November 2021

BOP crisis deepens

Highlights

  • The CBSL held the policy rates at current levels during the last monetary policy review meeting.
  • The T-bill yields in both the primary and secondary markets went through a correction during the month after rising sharply during October
  • Overnight liquidity deficit deepened during the month and plummeted to a new low of around LKR 230 Bn/day.
  • Tourist arrivals doubled in November compared to the previous month generating around USD 60 Mn in receipts.
  • The total official reserves further slid to USD 1.58 Bn after settlements of around USD 400 Mn in foreign obligations.
  • The interbank spot and forwards volumes improved despite no major movements in the exchange rate.
  • Headline inflation further increased to 9.9%(Y/Y), highest since July 2012.
  • The stock market saw the highest gains since January this year with ASPI and S&P recording 12.57% and 4.52% gains respectively.
  • The PMI index for both services and manufacturing sectors grew continuing economic recovery. 

Interest Rates

Short-term rates

Figure 1: Treasury bill yield and money market rates

Notes: AWCMR- Average Weighted Call Money Rate,
SDFR- Standing Deposit Facility Rate, SLFR- Standing
Lending Facility Rate, T-bill yields are for the secondary market, ARR – simple average of daily repo rates
Source: CBSL

The CBSL held the policy rates at current levels during the last monetary policy review meeting in November. The call and repo rates moved marginally closer to the upper bound of the policy corridor. The interbank call market and repo market volumes marginally decreased towards the end of the month.
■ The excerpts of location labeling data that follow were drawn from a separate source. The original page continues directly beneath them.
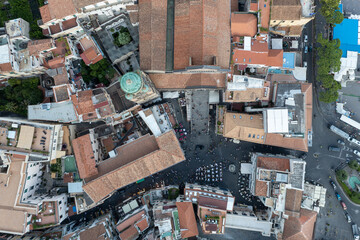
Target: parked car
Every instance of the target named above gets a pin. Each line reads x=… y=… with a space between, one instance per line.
x=338 y=196
x=343 y=205
x=334 y=149
x=333 y=184
x=348 y=218
x=357 y=153
x=305 y=38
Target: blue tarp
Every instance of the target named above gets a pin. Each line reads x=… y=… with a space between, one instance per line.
x=347 y=33
x=288 y=60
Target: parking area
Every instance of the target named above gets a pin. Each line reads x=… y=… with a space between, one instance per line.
x=331 y=221
x=41 y=139
x=350 y=7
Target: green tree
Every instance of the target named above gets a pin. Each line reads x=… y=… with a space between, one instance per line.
x=99 y=72
x=329 y=55
x=19 y=94
x=124 y=38
x=329 y=95
x=342 y=175
x=353 y=164
x=330 y=10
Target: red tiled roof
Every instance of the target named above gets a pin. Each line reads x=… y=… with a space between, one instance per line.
x=264 y=6
x=301 y=228
x=129 y=234
x=90 y=56
x=188 y=80
x=187 y=220
x=57 y=9
x=293 y=201
x=272 y=57
x=83 y=102
x=5 y=67
x=273 y=163
x=243 y=24
x=130 y=221
x=254 y=7
x=212 y=202
x=56 y=62
x=142 y=224
x=70 y=23
x=166 y=155
x=55 y=28
x=84 y=156
x=45 y=13
x=37 y=46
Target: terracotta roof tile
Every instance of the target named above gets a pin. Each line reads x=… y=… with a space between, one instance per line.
x=94 y=233
x=37 y=46
x=56 y=62
x=61 y=77
x=234 y=5
x=209 y=202
x=129 y=234
x=254 y=7
x=168 y=154
x=244 y=127
x=188 y=80
x=55 y=28
x=70 y=23
x=264 y=6
x=84 y=156
x=259 y=54
x=45 y=13
x=90 y=56
x=301 y=228
x=243 y=24
x=187 y=219
x=293 y=200
x=261 y=188
x=142 y=224
x=273 y=163
x=83 y=102
x=57 y=9
x=130 y=221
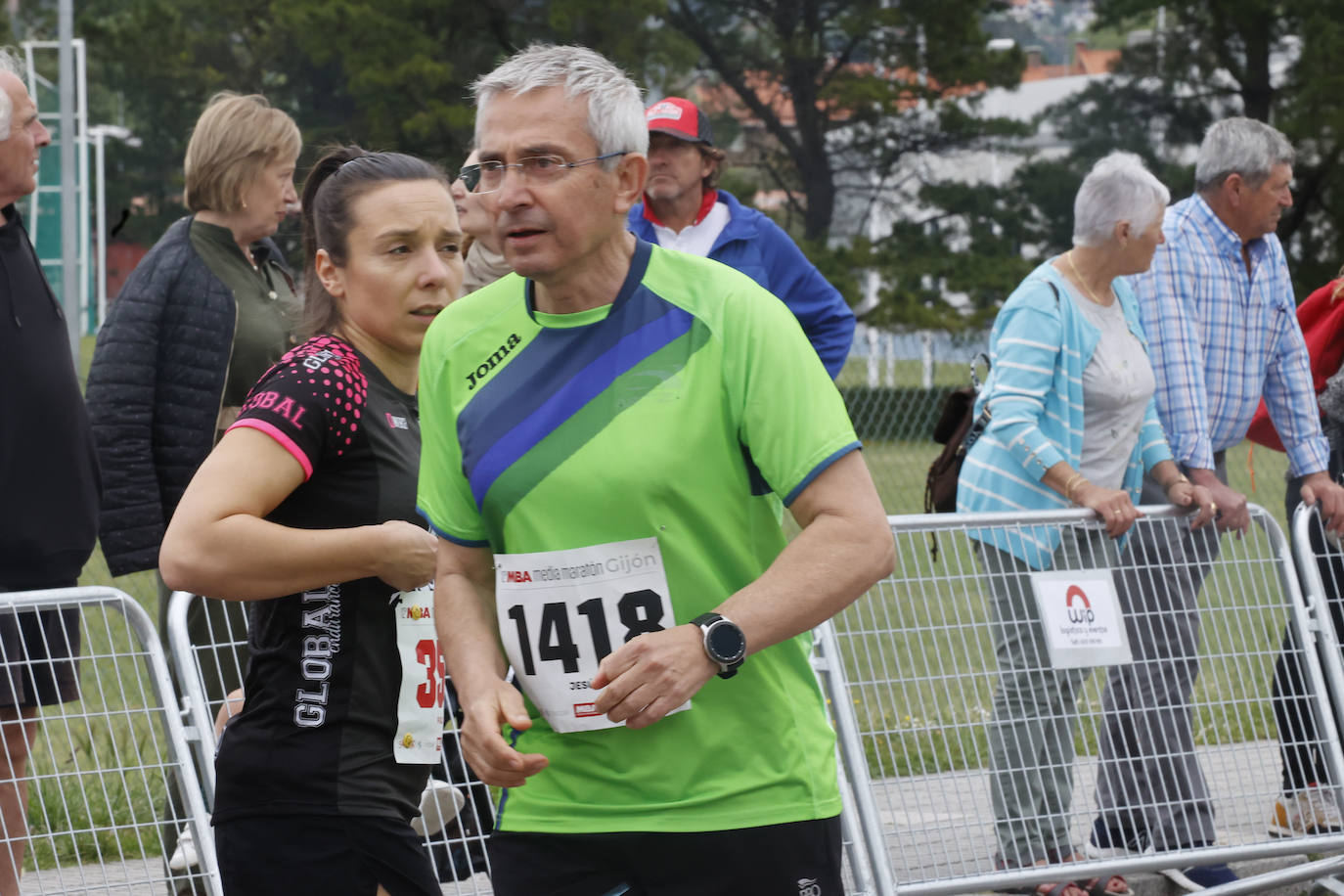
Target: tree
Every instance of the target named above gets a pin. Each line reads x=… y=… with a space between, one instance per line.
x=1273 y=61
x=387 y=74
x=865 y=81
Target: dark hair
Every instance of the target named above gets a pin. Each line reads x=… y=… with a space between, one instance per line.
x=340 y=176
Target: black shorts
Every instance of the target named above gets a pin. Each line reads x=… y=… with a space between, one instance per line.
x=39 y=651
x=797 y=859
x=330 y=855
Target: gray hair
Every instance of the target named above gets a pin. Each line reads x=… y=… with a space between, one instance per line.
x=11 y=62
x=1240 y=147
x=1117 y=188
x=615 y=111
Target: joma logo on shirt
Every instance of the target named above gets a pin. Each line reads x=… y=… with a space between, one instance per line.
x=489 y=363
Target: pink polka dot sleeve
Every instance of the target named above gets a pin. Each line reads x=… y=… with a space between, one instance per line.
x=311 y=402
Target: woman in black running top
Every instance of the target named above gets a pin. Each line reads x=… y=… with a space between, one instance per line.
x=306 y=508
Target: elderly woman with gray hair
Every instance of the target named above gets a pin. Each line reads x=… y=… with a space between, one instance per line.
x=1071 y=422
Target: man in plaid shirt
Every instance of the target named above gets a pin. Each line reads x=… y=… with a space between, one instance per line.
x=1222 y=331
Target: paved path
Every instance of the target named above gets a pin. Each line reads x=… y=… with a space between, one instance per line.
x=937 y=827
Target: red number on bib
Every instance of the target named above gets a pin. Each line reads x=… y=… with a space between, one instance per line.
x=430 y=692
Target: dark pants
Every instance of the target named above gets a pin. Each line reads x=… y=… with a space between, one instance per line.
x=797 y=859
x=222 y=670
x=1149 y=782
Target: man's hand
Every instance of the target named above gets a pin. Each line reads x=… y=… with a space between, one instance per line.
x=1322 y=488
x=1187 y=495
x=1230 y=503
x=652 y=675
x=484 y=747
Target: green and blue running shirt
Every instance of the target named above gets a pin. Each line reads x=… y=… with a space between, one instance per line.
x=672 y=413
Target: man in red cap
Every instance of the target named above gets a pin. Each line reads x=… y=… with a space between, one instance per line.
x=685 y=209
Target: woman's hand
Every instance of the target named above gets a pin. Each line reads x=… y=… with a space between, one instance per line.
x=406 y=559
x=1111 y=506
x=1187 y=495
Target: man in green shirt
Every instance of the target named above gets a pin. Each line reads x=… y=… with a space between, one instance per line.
x=603 y=434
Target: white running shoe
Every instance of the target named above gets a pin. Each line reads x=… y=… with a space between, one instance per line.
x=1312 y=810
x=186 y=856
x=439 y=805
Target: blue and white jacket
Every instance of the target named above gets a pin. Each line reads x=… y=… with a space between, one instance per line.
x=1039 y=345
x=757 y=246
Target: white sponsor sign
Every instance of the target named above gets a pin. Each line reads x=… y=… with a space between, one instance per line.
x=1081 y=617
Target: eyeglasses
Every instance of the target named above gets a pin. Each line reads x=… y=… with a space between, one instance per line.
x=536 y=169
x=470 y=176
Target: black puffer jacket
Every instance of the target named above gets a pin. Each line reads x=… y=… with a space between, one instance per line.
x=155 y=387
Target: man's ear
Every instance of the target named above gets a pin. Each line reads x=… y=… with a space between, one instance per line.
x=328 y=274
x=631 y=173
x=1122 y=231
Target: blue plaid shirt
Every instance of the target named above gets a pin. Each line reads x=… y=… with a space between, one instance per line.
x=1219 y=340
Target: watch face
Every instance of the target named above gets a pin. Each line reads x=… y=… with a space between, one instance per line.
x=726 y=643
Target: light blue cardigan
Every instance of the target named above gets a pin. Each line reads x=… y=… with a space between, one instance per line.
x=1038 y=349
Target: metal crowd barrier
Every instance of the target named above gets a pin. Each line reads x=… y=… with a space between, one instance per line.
x=457 y=849
x=101 y=765
x=913 y=675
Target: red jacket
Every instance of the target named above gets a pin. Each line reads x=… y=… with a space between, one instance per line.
x=1322 y=320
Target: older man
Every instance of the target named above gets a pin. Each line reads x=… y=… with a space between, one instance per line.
x=685 y=209
x=49 y=471
x=1219 y=313
x=600 y=430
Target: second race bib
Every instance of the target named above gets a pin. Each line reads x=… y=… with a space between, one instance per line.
x=420 y=704
x=562 y=611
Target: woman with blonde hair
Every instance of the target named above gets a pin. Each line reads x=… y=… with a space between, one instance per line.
x=203 y=315
x=1071 y=422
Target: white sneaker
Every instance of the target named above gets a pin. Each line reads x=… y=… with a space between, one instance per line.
x=1312 y=810
x=186 y=856
x=439 y=805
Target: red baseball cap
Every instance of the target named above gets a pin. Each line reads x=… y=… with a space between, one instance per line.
x=680 y=118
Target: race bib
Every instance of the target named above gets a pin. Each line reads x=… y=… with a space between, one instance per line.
x=420 y=705
x=562 y=611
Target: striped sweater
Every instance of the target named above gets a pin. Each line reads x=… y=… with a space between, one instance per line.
x=1039 y=345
Overnight liquidity deficit deepened during the month and plummeted to a new low of around LKR 230 Bn/day. Furthermore, heavy borrowing through the Standing Lending Facility (SLF) increased to over LKR 300 Bn/day towards the end of the month.

The CBSL intervention in the forex market drained over LKR 63 Bn from the money supply. The money supply declined by another LKR 48 Bn after the CBSL sold down some of its T-bills and T-bonds. 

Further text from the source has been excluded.